I started today by cycling east, up (and I emphasise up!) Capitol Hill, and to The Capitol Building or, rather, past it, as there is oddly no stand for hire bikes near that building. I found one a couple of blocks beyond The Capitol, where the streets are filled with picturesque residential buildings, of greater age than the anodyne office blocks in much of central Washington. It felt a bit like finding Notting Hill where Whitehall should be. I walked back to the Capitol for the first Wikimania activity — a guided tour of that building. We visited the interior of its vast rotunda, and its crypt, as well as a hall full of statues which was once where the House of Representatives met. The audio-visual presentation and museum-type displays in the new, underground, visitor centre gave me a much better understanding of the history and working processes of the US democratic system than I’d previously held.
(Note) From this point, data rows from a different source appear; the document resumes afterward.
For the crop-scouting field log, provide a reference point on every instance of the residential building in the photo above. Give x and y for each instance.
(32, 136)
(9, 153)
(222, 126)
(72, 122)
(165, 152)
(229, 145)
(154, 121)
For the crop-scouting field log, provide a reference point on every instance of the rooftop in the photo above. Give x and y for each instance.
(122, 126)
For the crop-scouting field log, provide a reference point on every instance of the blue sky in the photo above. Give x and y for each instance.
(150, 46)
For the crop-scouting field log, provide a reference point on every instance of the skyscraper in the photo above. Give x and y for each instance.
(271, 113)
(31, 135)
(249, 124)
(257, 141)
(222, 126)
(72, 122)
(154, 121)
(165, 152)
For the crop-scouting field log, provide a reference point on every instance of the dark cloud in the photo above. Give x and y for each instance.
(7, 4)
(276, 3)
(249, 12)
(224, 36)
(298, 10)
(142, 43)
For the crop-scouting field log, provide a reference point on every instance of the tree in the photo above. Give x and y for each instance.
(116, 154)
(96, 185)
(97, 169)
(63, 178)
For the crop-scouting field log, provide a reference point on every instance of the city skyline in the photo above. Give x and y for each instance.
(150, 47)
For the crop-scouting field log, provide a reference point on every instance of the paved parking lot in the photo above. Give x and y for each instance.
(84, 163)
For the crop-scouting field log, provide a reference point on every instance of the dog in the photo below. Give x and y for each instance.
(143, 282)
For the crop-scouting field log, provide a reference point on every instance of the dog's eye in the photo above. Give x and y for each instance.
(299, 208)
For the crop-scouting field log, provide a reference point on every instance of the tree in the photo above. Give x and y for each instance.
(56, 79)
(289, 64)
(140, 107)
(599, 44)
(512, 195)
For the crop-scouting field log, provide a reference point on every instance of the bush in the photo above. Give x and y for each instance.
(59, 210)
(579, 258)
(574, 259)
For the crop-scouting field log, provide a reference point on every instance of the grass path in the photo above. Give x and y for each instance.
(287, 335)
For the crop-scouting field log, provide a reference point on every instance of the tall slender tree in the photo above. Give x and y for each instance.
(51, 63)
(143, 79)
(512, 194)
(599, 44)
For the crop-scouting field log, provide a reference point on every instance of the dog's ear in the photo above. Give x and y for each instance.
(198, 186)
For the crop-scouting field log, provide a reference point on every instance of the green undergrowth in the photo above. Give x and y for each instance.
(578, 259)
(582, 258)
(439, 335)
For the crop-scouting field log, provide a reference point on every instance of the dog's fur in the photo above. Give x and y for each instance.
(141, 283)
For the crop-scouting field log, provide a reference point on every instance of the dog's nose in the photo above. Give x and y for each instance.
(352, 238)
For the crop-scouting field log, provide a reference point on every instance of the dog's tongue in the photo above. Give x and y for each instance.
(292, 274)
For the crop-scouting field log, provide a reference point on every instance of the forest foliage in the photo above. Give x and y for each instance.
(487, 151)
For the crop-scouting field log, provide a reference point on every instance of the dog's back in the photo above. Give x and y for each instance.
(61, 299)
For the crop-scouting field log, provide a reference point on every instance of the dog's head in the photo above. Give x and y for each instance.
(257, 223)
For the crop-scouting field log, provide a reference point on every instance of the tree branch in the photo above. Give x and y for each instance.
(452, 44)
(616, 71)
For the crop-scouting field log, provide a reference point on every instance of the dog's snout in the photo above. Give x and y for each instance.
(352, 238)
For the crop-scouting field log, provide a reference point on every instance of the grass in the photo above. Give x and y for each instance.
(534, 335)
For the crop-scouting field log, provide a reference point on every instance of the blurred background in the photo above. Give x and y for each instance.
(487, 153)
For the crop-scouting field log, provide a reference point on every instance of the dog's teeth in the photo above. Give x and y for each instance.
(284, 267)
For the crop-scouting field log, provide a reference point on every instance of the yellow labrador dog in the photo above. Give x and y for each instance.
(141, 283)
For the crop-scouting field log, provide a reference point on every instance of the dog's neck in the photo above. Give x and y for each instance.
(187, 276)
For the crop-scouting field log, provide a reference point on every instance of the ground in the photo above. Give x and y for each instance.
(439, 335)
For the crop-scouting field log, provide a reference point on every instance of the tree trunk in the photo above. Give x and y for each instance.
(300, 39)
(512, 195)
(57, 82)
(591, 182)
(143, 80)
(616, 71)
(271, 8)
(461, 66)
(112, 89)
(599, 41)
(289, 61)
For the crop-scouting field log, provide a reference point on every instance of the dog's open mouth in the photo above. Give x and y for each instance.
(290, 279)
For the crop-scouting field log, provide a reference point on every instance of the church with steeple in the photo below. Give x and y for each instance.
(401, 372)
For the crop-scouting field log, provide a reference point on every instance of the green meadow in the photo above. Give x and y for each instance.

We also saw a real live congressman (I have no idea which).
Afterwards, I walked a couple of bocks to the north-east, to Union Station, to take a look at some real American trains (I’d only so far seen those on the metro).
On leaving, I asked a passer-by for directions to my bus stop, and he offered to walk with me as he was going that way. He turned out to be US government attorney and professor of law, and we had an interesting conversation about the pleasures of travel, and the use of Wikipedia in education.
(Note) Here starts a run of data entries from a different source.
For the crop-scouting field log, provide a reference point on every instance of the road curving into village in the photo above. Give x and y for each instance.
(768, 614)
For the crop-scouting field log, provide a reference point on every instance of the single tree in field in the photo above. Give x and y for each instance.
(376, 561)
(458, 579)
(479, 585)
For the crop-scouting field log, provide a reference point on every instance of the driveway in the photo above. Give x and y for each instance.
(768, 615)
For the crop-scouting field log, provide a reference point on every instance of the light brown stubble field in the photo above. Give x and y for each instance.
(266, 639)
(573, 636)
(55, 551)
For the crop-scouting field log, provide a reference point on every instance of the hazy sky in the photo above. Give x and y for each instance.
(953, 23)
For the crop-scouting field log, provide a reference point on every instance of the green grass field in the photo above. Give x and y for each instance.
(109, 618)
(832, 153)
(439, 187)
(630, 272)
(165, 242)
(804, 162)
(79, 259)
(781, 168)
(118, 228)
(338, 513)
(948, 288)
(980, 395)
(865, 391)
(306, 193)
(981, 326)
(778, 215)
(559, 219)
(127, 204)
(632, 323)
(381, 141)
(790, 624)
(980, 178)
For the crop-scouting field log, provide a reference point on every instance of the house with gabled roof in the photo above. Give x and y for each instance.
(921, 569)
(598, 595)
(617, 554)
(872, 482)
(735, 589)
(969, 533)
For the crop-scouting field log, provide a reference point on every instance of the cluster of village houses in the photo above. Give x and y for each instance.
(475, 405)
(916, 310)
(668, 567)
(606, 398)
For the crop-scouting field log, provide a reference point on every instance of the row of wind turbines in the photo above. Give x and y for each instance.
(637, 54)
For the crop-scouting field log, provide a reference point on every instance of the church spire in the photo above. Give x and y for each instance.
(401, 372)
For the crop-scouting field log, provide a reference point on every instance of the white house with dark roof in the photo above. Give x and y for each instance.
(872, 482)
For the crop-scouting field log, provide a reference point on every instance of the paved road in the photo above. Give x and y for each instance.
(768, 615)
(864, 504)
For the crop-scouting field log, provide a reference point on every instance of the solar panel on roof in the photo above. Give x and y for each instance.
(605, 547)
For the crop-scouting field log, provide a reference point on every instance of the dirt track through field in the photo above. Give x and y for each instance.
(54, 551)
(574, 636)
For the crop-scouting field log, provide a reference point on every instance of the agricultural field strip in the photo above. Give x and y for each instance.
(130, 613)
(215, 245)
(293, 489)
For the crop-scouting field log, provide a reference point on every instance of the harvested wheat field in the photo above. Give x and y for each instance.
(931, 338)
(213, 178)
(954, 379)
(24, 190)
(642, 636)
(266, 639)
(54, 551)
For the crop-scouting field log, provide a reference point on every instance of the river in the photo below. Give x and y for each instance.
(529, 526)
I used the Circulator, a bus which runs across town, and costs only a dollar per trip, allowing one to hop on and off as often as desired within two hours. As it passed my hostel, I nipped in for a wash and brush up, and stopped at a roadside farm produce stall to buy a peach, picked in nearby Loudon County, Virginia, just three days ago. It was without doubt the best peach, and possibly the best piece of fruit, I have ever eaten.
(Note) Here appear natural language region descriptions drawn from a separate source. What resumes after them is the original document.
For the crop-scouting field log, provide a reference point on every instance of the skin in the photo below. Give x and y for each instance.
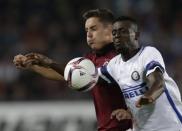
(125, 37)
(98, 34)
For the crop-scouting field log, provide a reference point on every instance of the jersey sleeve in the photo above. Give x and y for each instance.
(106, 72)
(152, 60)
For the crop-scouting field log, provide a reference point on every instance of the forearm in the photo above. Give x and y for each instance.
(57, 67)
(156, 86)
(47, 72)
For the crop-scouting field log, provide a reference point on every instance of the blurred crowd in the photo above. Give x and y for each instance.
(55, 28)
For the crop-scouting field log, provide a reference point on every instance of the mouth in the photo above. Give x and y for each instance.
(116, 40)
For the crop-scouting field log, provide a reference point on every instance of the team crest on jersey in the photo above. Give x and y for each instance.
(135, 76)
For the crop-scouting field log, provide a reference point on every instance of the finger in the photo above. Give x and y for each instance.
(138, 104)
(113, 114)
(30, 55)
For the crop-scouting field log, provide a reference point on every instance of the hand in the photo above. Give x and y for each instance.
(37, 59)
(144, 100)
(19, 60)
(121, 114)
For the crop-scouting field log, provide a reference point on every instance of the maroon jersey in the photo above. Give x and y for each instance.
(107, 97)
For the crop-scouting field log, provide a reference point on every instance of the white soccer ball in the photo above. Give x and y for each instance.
(81, 74)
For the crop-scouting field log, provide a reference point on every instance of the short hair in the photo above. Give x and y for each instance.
(104, 15)
(127, 18)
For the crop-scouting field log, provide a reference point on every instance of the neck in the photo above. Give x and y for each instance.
(127, 54)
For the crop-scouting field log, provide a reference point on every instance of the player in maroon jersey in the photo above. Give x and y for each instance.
(98, 27)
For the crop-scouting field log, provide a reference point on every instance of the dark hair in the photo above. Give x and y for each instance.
(126, 18)
(104, 15)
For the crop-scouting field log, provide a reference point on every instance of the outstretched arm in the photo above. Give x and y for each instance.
(39, 64)
(155, 82)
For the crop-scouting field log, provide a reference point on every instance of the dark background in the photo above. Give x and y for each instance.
(55, 28)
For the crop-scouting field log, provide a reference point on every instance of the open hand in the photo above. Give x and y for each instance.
(19, 60)
(37, 59)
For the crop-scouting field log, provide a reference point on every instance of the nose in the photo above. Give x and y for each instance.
(89, 34)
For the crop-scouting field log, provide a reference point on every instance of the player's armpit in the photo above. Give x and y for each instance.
(155, 82)
(144, 101)
(121, 114)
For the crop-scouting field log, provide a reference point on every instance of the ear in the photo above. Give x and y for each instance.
(137, 35)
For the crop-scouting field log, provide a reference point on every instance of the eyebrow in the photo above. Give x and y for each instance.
(91, 27)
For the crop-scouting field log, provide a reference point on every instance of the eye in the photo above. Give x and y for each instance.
(114, 32)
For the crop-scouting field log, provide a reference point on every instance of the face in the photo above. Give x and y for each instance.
(125, 36)
(98, 34)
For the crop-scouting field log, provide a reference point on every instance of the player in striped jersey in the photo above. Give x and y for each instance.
(151, 95)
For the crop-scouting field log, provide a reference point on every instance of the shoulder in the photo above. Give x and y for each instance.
(90, 55)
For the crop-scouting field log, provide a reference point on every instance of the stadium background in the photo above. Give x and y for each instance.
(55, 28)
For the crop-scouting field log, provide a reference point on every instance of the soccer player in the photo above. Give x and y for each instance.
(152, 97)
(107, 97)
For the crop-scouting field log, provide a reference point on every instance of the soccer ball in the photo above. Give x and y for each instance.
(81, 74)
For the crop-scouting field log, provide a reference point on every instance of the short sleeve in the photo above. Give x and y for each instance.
(152, 60)
(106, 72)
I hopped back on the Circulator to George Washington University, to register and and pick up my delegate pack and speakers’ badge for Wikimania, the conference I’m attending. I had intended to depart again immediately, and walk around Georgetown for an hour or two, but more of the UK contingent had arrived, as well as some more of my friends from last December’s GLAMseterdam, and I finally met the delightful Lori Phillips, the Wikipedian in Residence at the Children’s Museum of Indianapolis, with whom I’m co-presenting on Saturday, so I lingered to chat, instead. The provision of free muffins and bagels, and drinks, did not influence my decision, at all.
At 5pm, a bunch of Wikipedians met up and took the Metro to the impressively maintained (and vandalism free, unlike many in the UK) Congressional Cemetery, where I was pleased to see an extensive deployment of QRpedia, by Peter Ekman, whom I had been happy to advise remotely. It was great to meet him too. We had a guided tour of the cemetery from its Program Director, Rebecca Boggs Roberts, during which we observed monuments to, and the burial places of, many notable characters, including J. Edgar Hoover and composer John Philip Sousa. There were plenty of birds (no new ones) and a new Swallowtail butterfly, and I finally managed to find one of the big and noisy cicada-type insects which one hears here every evening.
We returned by Metro, timing our trip perfectly, as it started to rain just as we entered the station. When we came to leave at the other end, it was coming down like a tropical monsoon, and we were forced to shelter in the station entrance. While we did so, two metal manhole covers were noisily blown out of their seating by the air pressure inside the drains.
Eventually, the rain subsided and we made a dash for the hostel, thankfully arriving without a soaking.